Я тоже очень хозяйственная. В садике всегда много интересного на участке нахожу. Камешки красивые, бусинки разные. И у мальчишек наших вымениваю всякие вещи полезные. Вот один мальчик, например, принес в садик кольцо мамино. Золотое. С рубином. Он его другой девочке принес. А я мальчику мандаринку отдала, и он колечко мне подарил. Только воспитательница кольцо все равно отобрала. Потому что мальчик без спроса взял. Обидно очень. Зато я его весь день носила. Ни у кого такого не было, а у меня – было.
Мне многие мальчики камешки драгоценные из дома приносят. Я их прошу, они и приносят.
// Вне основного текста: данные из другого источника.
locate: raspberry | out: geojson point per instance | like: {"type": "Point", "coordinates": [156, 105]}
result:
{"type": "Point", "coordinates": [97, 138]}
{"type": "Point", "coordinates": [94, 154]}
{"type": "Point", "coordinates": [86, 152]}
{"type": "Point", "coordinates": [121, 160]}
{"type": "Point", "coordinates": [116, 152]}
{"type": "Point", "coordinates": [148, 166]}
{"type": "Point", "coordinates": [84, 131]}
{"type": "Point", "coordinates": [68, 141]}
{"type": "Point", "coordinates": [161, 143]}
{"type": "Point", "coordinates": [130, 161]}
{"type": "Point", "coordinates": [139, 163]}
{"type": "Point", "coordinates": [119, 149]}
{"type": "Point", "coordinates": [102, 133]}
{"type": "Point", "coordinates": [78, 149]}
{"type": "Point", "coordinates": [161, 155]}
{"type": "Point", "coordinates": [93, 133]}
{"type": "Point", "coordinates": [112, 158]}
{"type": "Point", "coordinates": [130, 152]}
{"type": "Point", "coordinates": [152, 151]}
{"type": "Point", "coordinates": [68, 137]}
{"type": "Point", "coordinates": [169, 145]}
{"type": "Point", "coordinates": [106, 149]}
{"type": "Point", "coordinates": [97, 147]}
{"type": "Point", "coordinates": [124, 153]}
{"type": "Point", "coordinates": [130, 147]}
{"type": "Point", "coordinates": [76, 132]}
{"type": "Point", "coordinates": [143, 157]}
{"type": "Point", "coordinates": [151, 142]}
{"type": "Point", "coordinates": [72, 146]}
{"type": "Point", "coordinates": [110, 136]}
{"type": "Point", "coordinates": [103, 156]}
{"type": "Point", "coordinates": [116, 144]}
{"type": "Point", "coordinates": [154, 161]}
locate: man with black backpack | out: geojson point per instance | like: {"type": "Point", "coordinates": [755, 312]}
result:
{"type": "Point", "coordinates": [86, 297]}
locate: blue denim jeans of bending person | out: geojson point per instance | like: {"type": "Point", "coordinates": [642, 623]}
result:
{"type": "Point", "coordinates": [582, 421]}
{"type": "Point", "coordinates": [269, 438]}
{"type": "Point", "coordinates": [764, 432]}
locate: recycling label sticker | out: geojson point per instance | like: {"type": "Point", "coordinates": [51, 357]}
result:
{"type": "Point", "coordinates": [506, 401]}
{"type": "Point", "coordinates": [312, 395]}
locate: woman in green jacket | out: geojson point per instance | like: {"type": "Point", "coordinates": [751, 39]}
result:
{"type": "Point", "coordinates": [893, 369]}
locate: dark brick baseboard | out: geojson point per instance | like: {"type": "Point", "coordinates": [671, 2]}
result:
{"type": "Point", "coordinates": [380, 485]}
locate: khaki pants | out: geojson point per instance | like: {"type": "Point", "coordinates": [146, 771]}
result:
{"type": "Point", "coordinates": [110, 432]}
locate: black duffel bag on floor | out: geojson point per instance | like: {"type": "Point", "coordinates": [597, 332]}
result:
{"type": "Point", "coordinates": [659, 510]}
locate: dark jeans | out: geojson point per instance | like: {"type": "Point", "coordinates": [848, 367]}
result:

Однажды я камешек в нос случайно засунула. Во время «тихого часа». Я, конечно, не специально. Я посмотреть хотела, поместится он там, или нет. Он и провалился глубоко. Воспитательницы испугались сразу, что у меня кровь носом идет. Когда я камешек пыталась обратно выковырять.
Еще люблю, когда в садике на обед – компот с ягодами. Мы косточки берем, и в туалете сандаликами раскалываем. Потому что у сандаликов каблучки тяжеленные, из камня сделаны. Хорошо косточки раскалывают. А серединки мы кушаем. Вкусно очень. И гренки мне белые нравятся. Когда не в супе, а сухие еще. Меня однажды позже всех из садика забирали, ночью, и я плакала. Потому что на улице – темно, все дома уже, а за мной не идет никто! Мне страшно очень было и одиноко. Вдруг не заберут вовсе??? Вдруг про меня дома забыли, и мама теперь только младшего брата любит? Я плакала, и нянечка мне все гренки белые отдала. Целую тарелку! И я всё съела
Однажды нам сказали пижамы теплые в садик принести. И шапки с ушами, завязывались чтобы. Потому что в группе на «тихий час» окна будут открывать, а на улице – зима. «Закаливание» называется. Я совсем тогда и не замерзла. Только нос замерз сильно.
Мне в садике больше всего физкультурный зал нравится. Там обручи лежат, погремушки большие и мячики разноцветные. И мешочки черные с песком, маленькие, мягкие такие. Мы мешочки бросаем, кто дальше забросит, соревнования, как будто. И пианино здесь есть. Клавиши забавно проваливаются, если играет кто. Мы под музыку по залу маршируем, и упражнения делаем. Люблю по залу маршировать. И музыку люблю очень. У меня в группе друг есть, Серёжа Черток. Талантливый, и в музыкальную школу ходит. И на пианино играет красиво. «В траве сидел кузнечик» и «Кошачий вальс» тоже. Мне очень нравится. Сережа часто на пианино играет, когда воспитателям отойти надо. Он у нас вообще молодец. Красивый, и меня всегда слушается. Мы с ним, наверное, поженимся.
Утренники в саду тоже часто бывают. Когда Новый год, или Восьмое марта наступило. И мы для гостей выступаем. Гости все – наши мамы и бабушки. Они в зал приходят, и сидят в шапках, любуются. Я на Новый год всегда выступаю. Потому что стихи лучше всех рассказываю.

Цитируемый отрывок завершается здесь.